I'll still be working. Hopefully we both will. Different strokes, ya know?

I will say that I feel the need to defend myself with your posts. They are extremely passive aggressive, IMO.

In one post you insinuated that I didn't have basic skills of a paid photographer. In this one, you have stated that booked photogs aren't good photographers.

I don't want to argue, and I don't want to dance around all the insinuations. You think I suck, and I'm fine with it. We are extremely different. We couldn't have more polarized styles. And again, that's cool.

Hoping you have a terrific booking season!
Cindy


----------



## sterlingp (Feb 23, 2010)

"Thanks for the comments. Yes, I think she's super beautiful too.
Actually, she's a wedding/portrait photographer as well, and since we weren't from Tennesse, she took us to her favorite spots.

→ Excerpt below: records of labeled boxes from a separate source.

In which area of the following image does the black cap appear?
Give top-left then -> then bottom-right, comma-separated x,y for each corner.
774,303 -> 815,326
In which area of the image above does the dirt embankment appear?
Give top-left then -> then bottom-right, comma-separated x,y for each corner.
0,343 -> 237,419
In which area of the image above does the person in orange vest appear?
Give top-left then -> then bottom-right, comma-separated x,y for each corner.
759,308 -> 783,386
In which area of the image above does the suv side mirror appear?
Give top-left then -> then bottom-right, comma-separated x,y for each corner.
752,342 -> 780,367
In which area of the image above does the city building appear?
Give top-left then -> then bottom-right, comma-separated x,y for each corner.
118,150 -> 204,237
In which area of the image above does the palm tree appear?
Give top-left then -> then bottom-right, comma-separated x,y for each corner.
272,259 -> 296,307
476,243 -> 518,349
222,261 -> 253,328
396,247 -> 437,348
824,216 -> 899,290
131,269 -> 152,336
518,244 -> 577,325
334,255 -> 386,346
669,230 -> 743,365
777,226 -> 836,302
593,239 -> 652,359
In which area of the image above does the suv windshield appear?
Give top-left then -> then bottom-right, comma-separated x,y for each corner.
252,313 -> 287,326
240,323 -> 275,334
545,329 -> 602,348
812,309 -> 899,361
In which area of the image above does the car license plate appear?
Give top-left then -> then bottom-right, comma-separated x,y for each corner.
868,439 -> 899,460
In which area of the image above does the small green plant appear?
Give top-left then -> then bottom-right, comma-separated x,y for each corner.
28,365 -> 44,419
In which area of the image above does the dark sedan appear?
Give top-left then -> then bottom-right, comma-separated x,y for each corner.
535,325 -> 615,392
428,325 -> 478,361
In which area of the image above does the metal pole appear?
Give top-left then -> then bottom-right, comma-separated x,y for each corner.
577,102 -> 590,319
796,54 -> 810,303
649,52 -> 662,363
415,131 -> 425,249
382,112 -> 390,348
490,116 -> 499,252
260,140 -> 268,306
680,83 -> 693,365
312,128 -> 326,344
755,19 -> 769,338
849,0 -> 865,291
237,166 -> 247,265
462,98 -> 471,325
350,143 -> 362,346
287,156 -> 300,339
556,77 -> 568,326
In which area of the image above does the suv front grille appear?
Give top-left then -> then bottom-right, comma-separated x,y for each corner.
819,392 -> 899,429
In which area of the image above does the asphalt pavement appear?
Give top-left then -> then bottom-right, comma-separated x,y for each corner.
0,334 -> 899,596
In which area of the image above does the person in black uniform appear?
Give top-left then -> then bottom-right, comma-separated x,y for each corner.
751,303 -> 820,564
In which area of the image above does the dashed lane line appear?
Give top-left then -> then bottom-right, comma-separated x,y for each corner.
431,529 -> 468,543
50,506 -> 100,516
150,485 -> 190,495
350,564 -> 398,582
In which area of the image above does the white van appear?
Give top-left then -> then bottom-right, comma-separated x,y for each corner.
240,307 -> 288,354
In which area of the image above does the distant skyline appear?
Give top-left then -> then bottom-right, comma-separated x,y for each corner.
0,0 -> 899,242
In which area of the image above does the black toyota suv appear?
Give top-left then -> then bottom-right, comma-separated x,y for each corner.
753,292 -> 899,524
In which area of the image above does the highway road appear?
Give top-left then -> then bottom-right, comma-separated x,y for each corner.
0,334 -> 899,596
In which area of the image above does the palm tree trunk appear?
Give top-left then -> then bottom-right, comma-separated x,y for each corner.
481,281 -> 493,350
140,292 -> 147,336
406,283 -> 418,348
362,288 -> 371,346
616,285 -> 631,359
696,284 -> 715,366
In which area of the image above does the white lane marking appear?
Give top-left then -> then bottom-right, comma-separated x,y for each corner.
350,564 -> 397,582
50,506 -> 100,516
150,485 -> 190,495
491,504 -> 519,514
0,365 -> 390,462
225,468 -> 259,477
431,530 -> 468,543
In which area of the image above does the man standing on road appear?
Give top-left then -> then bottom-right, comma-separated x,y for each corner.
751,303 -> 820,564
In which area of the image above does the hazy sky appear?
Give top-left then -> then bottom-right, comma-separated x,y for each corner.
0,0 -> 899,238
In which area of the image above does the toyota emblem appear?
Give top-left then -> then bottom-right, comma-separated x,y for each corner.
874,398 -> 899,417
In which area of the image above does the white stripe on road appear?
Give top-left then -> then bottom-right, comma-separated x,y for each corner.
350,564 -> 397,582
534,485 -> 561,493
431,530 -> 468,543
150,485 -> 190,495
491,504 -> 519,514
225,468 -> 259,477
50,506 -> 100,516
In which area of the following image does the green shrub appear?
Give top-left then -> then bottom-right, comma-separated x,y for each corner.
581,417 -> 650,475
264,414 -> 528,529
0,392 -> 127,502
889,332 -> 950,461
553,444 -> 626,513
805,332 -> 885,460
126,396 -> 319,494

She really loved the graffitti area.
Thanks again!"
  I don't know how to repost a quote so I just copy & pasted it.....
About the graffitti ones, I knew she had to have some connection with the art of graffitti.  I know she probably loves those then!!!!


----------



## sterlingp (Feb 23, 2010)

bennielou said:


> sterlingp said:
> 
> 
> > Very beautiful bride. I like them all but my least favorites are the ones of the bride surrounded by graphiti. My fav is the one of her going up the stairs, and the full length of her looking out the window. With the graphiti ones I just feel placing a bride in front of such vandalism and dirtiness isn't my cut of tea. A bride in white is suppose to be pure, and innocent. Maybe the bride is into graphiti I don't know.
> ...


 


ahhhh i figured out how to quote the post now.....


----------



## Restomage (Feb 23, 2010)

Great set! You're not from the UK by any chance are you?


----------



## bennielou (Feb 23, 2010)

Restomage said:


> Great set! You're not from the UK by any chance are you?


 
Hi Restomage,
Thank you so much for the kind words.  Actually, I'm over the pond in Dallas, TX.  I promise, It's not all cowboy hats and oil wells!
Thanks again,
Cindy


----------



## bennielou (Feb 23, 2010)

PS Sean,  I went to your site, and it's really great.  You have wonderful stuff there.


----------



## bennielou (Feb 23, 2010)

sterlingp said:


> "Thanks for the comments. Yes, I think she's super beautiful too.
> Actually, she's a wedding/portrait photographer as well, and since we weren't from Tennesse, she took us to her favorite spots. She really loved the graffitti area.
> Thanks again!"
> I don't know how to repost a quote so I just copy & pasted it.....
> About the graffitti ones, I knew she had to have some connection with the art of graffitti. I know she probably loves those then!!!!


 
Hi and thanks.
She really does love those the best.  She has turned all her avatars into the graffitti ones.

I'm a lot older than you (I'm guessing), but I myself kind of like the irony of a virginal bride in a location that is totally the opposite.  Just a different thought on things.  Myself though, I'd totally go for the trad ones.


----------



## Restomage (Feb 23, 2010)

bennielou said:


> PS Sean,  I went to your site, and it's really great.  You have wonderful stuff there.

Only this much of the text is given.